When you observe something over a period of time, you can find trends or patterns that enable predictions. With predictions, you can, for example, proactively alert yourself to take appropriate action.

More specifically, when you observe moving objects, the trajectory is one of the most important ways to understand the target object behavior, through which you can gain actionable insights (Video 1).

Video 1. Cheetah chasing its prey (Source: Adobe)

When the prey is distant, its longer-term motion pattern of motion is more important for the cheetah to plan the game. As it gets closer to the prey, the shorter-term motion pattern of the prey matters more when making predictions. The cheetah’s vision system is locked on the prey and keeps track of it until the game is over.

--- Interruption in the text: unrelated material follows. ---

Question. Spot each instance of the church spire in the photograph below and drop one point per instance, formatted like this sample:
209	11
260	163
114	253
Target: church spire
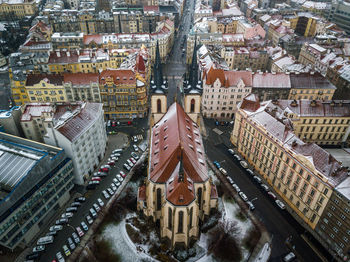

Generating the trajectory of an object requires identifying the same object over time even when there are abrupt changes in visual appearance or motion dynamics. However, it gets increasingly harder to do that when there are partial or full occlusions involved. Even predators or humans who have a great vision system often lose track of targets in extremely challenging situations where there are extended periods of occlusions or visually compelling objects nearby (Figure 1).

GIF of a crowd moving through a triangle of pedestrian walkways in an intersection.
Figure 1. Shibuya Crossing in Tokyo (Source: Adobe)

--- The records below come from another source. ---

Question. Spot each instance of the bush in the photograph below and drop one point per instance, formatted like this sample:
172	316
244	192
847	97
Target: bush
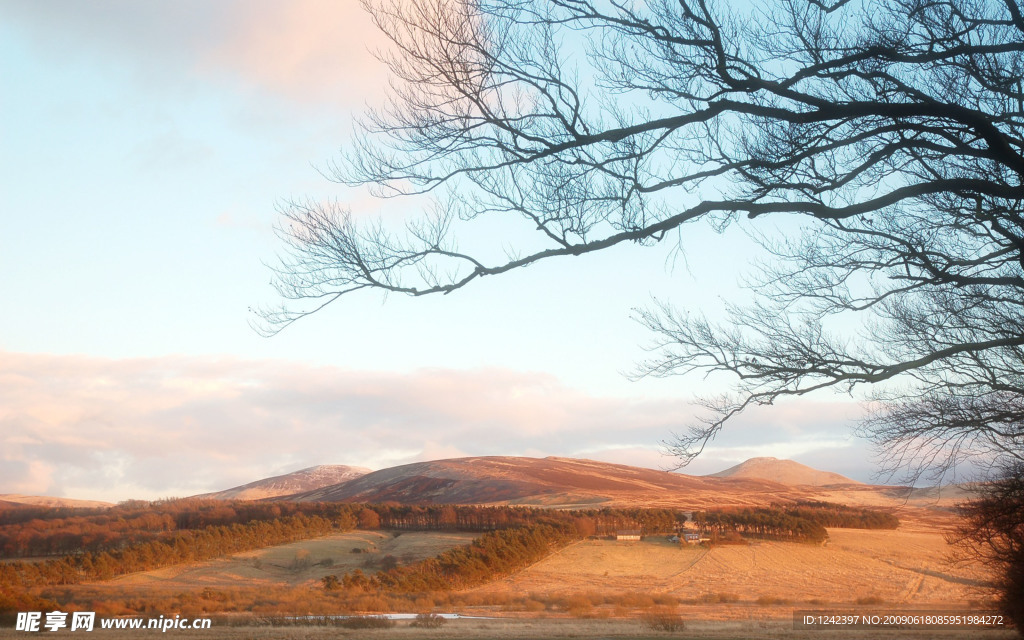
367	622
664	622
428	621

The object trajectories are a key enabler of many vision AI applications as well, such as in-store shopper behavior analytics for checkout queue analysis or store layout optimization and manufacturing inspection.

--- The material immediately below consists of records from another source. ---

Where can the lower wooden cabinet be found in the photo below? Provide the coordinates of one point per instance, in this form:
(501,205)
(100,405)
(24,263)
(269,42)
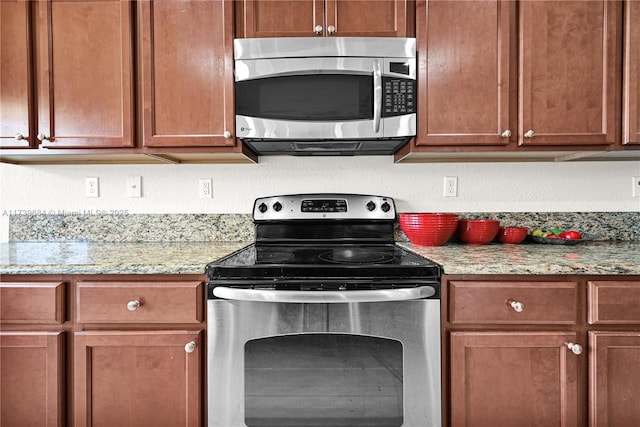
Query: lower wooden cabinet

The NVIDIA DeepStream SDK offers GPU-accelerated multi-object trackers (MOT). In the latest DeepStream SDK 6.2 release, the multi-object trackers add significant improvements to tackle challenging occlusion issues effectively. They do this by leveraging deep neural network–based re-identification (ReID) models for target matching and association.

NvDCF can now be configured to use a ReID model to improve the association of the same object over a longer period, which may undergo prolonged occlusion or missed detections. NvDCF is still based on a discriminative correlation filter (DCF) approach for robust and efficient short-term tracking. It is also now supercharged with a neural net–powered, longer-term target re-association, resulting in an ultimate balance between efficiency, accuracy, and robustness in multi-object tracking.

NvDeepSORT performs the target association for tracking across video frames using the deep features extracted from a ReID model executed with NVIDIA TensorRT. It enables you to use custom ReID models so that you can bring your own model for multi-object tracking.

NvSORT is the NVIDIA-enhanced implementation of the simple online and real-time tracker (SORT) that uses a Kalman filter for state estimation and a data association algorithm for target association based on the target bounding boxes from the detector. NvSORT uses a cascaded data association algorithm for more robust target matching, which is an enhancement to the original SORT.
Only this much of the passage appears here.